FOLD-RM

The implementation details of FOLD-RM algorithm and how to use it are described here. The target of FOLD-RM algorithm is to learn an answer set program for a classification task. Answer set programs are logic programs that permit negation of predicates and follow the stable model semantics for interpretation. The rules generated are essentially default rules. Default rules (with exceptions) closely model human thinking.

Installation

Only function library:


python3 -m pip install foldrm

With the dataset examples:


git clone https://github.com/hwd404/FOLD-RM.git

Prerequisites

The FOLD-RM algorithm is developed with only python3. Numpy is the only dependency:


python3 -m pip install numpy

Instruction

Data preparation

The FOLD-RM algorithm takes tabular data as input, the first line for the tabular data should be the feature names of each column. The FOLD-RM algorithm does not have to encode the data for training. It can deal with numerical, categorical, and even mixed type features (one column contains both categorical and numerical values) directly. However, the numerical features should be identified before loading the data, otherwise they would be dealt like categorical features (only literals with = and != would be generated).

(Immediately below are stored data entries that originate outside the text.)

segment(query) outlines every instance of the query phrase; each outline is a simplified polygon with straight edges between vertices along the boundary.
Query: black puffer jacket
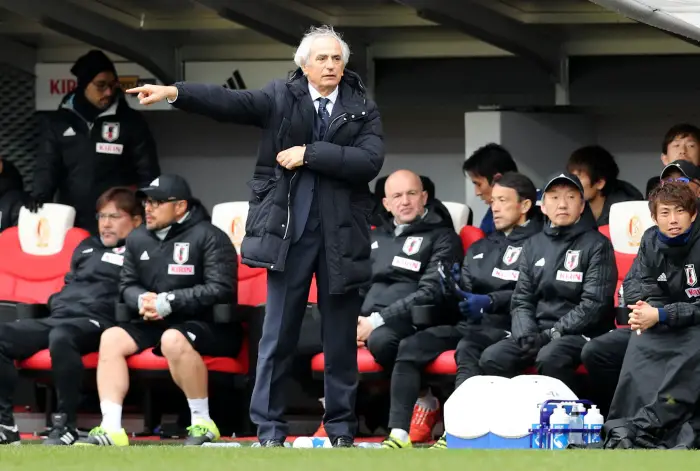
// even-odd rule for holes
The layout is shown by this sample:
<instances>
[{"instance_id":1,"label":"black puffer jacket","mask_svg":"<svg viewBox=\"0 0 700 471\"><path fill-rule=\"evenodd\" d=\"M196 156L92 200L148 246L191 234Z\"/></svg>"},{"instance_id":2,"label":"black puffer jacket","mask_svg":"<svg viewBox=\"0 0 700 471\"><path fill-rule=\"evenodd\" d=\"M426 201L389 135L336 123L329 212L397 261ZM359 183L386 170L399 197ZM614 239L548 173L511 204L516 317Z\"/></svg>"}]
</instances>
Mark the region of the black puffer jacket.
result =
<instances>
[{"instance_id":1,"label":"black puffer jacket","mask_svg":"<svg viewBox=\"0 0 700 471\"><path fill-rule=\"evenodd\" d=\"M22 175L12 162L3 159L0 173L0 232L17 225L24 197Z\"/></svg>"},{"instance_id":2,"label":"black puffer jacket","mask_svg":"<svg viewBox=\"0 0 700 471\"><path fill-rule=\"evenodd\" d=\"M114 324L124 251L124 241L116 247L105 247L99 237L82 241L73 252L65 285L49 298L51 317L88 317Z\"/></svg>"},{"instance_id":3,"label":"black puffer jacket","mask_svg":"<svg viewBox=\"0 0 700 471\"><path fill-rule=\"evenodd\" d=\"M318 177L330 293L365 285L371 275L369 217L374 207L368 184L384 163L384 142L379 110L367 98L359 76L345 70L328 131L317 142L313 142L316 111L301 69L288 81L273 81L262 90L176 86L177 108L263 129L249 182L243 263L284 271L294 232L290 208L296 172L282 169L276 158L282 150L306 145L304 166Z\"/></svg>"},{"instance_id":4,"label":"black puffer jacket","mask_svg":"<svg viewBox=\"0 0 700 471\"><path fill-rule=\"evenodd\" d=\"M88 122L73 97L47 119L32 193L46 203L58 191L58 202L75 208L75 225L96 232L97 198L114 186L148 186L160 167L146 120L123 98Z\"/></svg>"},{"instance_id":5,"label":"black puffer jacket","mask_svg":"<svg viewBox=\"0 0 700 471\"><path fill-rule=\"evenodd\" d=\"M120 293L132 310L138 311L139 295L148 291L174 294L172 313L165 319L171 324L211 321L214 305L237 303L236 249L209 220L195 204L162 241L145 225L129 234Z\"/></svg>"},{"instance_id":6,"label":"black puffer jacket","mask_svg":"<svg viewBox=\"0 0 700 471\"><path fill-rule=\"evenodd\" d=\"M542 231L542 221L534 219L507 236L496 231L474 242L462 263L460 287L474 294L487 294L493 303L481 324L510 330L510 302L520 276L522 247L530 237Z\"/></svg>"},{"instance_id":7,"label":"black puffer jacket","mask_svg":"<svg viewBox=\"0 0 700 471\"><path fill-rule=\"evenodd\" d=\"M372 284L362 314L379 312L387 324L411 322L413 306L442 302L438 262L451 266L459 261L463 249L442 203L429 204L427 209L423 218L398 236L387 217L372 231Z\"/></svg>"},{"instance_id":8,"label":"black puffer jacket","mask_svg":"<svg viewBox=\"0 0 700 471\"><path fill-rule=\"evenodd\" d=\"M610 194L605 197L605 204L600 217L596 221L598 226L610 224L610 206L615 203L623 203L625 201L640 201L644 199L642 192L635 188L631 183L624 180L617 180L610 191Z\"/></svg>"},{"instance_id":9,"label":"black puffer jacket","mask_svg":"<svg viewBox=\"0 0 700 471\"><path fill-rule=\"evenodd\" d=\"M520 256L511 302L515 339L556 328L562 335L596 336L614 327L617 267L612 243L581 217L531 237Z\"/></svg>"},{"instance_id":10,"label":"black puffer jacket","mask_svg":"<svg viewBox=\"0 0 700 471\"><path fill-rule=\"evenodd\" d=\"M649 231L655 237L642 239L638 255L642 299L665 311L659 315L661 324L700 325L700 220L695 220L682 245L663 240L656 227Z\"/></svg>"}]
</instances>

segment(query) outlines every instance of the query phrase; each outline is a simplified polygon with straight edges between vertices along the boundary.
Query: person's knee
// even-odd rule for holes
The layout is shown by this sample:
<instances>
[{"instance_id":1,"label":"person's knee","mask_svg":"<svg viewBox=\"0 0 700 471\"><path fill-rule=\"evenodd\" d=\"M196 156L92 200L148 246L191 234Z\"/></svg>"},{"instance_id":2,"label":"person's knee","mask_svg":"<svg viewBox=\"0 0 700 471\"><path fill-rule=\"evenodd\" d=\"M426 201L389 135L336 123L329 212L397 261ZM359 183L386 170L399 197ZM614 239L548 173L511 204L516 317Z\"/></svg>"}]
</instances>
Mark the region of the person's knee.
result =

There are many UCI example datasets that have been used to pre-populate the data directory. Code for preparing these datasets has already been added to datasets.py.

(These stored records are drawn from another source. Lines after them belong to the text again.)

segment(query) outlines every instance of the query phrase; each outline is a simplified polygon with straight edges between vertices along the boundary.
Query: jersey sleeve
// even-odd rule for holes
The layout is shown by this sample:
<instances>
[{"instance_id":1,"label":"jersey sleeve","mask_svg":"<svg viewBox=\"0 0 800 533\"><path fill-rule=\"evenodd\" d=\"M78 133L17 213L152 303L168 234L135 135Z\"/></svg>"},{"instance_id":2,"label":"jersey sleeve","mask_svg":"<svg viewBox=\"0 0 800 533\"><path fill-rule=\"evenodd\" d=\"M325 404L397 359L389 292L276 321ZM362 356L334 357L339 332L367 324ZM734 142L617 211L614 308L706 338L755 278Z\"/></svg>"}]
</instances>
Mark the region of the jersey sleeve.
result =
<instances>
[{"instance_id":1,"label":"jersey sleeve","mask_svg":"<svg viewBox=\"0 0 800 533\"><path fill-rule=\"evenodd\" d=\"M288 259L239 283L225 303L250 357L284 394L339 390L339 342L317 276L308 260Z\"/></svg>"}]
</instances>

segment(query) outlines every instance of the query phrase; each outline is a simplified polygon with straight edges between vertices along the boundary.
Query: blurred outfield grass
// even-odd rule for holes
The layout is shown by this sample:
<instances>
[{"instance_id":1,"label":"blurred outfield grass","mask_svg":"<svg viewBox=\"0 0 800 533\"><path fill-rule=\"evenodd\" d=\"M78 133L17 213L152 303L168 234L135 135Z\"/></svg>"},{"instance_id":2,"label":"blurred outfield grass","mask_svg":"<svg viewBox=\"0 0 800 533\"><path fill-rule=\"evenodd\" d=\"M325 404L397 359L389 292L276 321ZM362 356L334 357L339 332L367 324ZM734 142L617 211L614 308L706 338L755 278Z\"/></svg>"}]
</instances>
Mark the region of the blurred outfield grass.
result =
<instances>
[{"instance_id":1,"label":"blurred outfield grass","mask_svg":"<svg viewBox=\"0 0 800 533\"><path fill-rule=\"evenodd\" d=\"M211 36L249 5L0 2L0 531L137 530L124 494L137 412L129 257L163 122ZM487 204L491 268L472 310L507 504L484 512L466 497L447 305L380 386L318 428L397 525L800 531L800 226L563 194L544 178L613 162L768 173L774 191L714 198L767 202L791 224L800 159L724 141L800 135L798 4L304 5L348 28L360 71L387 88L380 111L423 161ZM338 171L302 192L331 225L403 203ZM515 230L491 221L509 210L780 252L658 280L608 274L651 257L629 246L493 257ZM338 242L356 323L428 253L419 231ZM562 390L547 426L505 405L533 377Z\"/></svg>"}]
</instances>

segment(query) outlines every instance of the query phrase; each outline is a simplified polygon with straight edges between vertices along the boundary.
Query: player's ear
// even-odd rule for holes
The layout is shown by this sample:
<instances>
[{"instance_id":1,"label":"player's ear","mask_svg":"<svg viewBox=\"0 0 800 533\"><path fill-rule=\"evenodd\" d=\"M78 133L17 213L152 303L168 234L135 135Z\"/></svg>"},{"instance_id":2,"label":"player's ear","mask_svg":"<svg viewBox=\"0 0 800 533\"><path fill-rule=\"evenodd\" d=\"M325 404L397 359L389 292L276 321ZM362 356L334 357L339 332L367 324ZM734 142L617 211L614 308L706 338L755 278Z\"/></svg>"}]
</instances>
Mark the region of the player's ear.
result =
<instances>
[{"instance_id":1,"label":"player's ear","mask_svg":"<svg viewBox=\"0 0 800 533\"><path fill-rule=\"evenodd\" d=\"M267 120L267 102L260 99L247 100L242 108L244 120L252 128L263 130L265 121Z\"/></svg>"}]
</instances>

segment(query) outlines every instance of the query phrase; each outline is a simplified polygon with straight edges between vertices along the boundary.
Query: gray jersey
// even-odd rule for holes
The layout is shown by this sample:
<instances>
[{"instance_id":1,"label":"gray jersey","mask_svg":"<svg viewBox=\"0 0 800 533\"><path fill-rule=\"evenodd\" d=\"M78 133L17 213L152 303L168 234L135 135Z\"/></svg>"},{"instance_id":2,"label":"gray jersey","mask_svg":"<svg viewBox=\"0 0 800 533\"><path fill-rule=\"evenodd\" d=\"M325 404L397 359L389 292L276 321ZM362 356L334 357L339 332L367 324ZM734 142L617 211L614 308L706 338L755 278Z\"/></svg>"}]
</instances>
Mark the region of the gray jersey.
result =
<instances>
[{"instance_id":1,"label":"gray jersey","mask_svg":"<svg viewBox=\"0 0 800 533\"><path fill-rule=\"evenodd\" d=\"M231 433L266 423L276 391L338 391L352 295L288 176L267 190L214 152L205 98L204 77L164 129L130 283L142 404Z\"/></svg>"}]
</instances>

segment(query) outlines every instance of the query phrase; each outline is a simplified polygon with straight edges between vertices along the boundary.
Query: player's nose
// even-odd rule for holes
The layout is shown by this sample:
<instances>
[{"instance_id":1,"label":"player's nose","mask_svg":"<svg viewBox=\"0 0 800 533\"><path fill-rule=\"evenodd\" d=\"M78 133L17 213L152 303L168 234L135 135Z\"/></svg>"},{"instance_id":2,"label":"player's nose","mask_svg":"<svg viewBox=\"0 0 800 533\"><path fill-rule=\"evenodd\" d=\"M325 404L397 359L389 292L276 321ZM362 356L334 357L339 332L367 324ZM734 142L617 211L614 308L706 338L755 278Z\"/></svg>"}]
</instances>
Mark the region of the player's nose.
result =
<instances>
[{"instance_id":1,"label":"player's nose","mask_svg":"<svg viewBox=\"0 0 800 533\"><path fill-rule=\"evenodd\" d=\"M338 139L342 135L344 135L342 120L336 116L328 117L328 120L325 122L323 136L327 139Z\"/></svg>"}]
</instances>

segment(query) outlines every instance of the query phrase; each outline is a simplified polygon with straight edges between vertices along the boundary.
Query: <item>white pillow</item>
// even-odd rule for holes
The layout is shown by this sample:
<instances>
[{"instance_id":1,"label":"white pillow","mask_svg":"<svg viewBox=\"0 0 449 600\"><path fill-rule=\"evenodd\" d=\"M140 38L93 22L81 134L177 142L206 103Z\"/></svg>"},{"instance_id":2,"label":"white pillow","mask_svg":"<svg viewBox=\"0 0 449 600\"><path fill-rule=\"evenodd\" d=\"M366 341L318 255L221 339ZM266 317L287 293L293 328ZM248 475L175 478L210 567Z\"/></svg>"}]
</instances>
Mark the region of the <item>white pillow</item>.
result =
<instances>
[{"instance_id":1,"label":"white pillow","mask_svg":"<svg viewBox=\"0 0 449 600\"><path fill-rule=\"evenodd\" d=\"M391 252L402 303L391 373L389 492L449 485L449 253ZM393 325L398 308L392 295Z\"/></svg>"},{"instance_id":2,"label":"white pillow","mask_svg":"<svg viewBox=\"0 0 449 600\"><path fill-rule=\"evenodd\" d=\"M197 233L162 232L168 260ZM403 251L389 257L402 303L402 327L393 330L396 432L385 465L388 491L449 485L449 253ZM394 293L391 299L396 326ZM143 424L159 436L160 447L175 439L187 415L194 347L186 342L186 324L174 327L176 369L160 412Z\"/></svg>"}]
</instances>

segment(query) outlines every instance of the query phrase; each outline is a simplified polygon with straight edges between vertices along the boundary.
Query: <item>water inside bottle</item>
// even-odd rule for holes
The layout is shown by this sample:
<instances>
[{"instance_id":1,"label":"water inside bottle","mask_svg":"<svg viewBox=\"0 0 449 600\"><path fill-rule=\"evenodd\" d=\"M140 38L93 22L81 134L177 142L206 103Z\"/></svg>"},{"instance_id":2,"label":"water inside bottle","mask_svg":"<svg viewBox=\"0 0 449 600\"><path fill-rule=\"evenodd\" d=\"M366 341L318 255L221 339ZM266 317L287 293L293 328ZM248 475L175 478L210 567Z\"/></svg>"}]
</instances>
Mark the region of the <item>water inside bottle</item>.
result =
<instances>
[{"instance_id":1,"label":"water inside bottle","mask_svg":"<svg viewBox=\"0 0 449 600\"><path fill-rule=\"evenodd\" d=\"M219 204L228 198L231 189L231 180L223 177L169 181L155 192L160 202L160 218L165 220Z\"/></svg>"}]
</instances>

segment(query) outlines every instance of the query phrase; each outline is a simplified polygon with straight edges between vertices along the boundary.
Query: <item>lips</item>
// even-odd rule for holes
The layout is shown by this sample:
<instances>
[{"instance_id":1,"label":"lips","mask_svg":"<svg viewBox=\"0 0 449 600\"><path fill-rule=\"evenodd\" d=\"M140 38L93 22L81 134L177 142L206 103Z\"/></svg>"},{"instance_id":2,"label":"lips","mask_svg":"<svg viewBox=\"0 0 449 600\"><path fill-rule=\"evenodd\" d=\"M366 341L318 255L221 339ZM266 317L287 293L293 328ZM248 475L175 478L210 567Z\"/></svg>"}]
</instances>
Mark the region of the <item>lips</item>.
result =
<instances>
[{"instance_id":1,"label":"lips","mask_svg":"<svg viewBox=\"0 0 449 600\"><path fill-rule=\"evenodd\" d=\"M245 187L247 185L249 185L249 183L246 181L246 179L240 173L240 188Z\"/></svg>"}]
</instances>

For example, the UCI wine dataset can be loaded with the following code:


attrs = ['alcohol','malic_acid','ash','alcalinity_of_ash','magnesium','tot_phenols','flavanoids',
'nonflavanoid_phenols','proanthocyanins','color_intensity','hue','OD_of_diluted','proline']
model = Classifier(attrs=attrs, numeric=attrs, label='label')
data = model.load_data('data/wine/wine.csv')
print('\n% wine dataset', np.shape(data))
return model, data

attrs lists all the features needed, nums lists all the numerical features, label is the name of the output classification label, model is an initialized classifier object with the configuration of wine dataset.

Training

The FOLD-RM algorithm generates an explainable model that is represented by an answer set program for classification tasks. Here's a training example for wine dataset:


model.fit(X_train, Y_train, ratio=0.9)

Note that the hyperparameter ratio in fit function can be set by the user, and ranges between 0 and 1. Default value is 0.5. This hyperparameter represents the ratio of training examples that are part of the exception to the examples implied by only the default conclusion part of the rule. We recommend that the user experiment with this hyperparameter by trying different values to produce a ruleset with the best F1 score. A range between 0.5 and 0.9 is recommended for experimentation.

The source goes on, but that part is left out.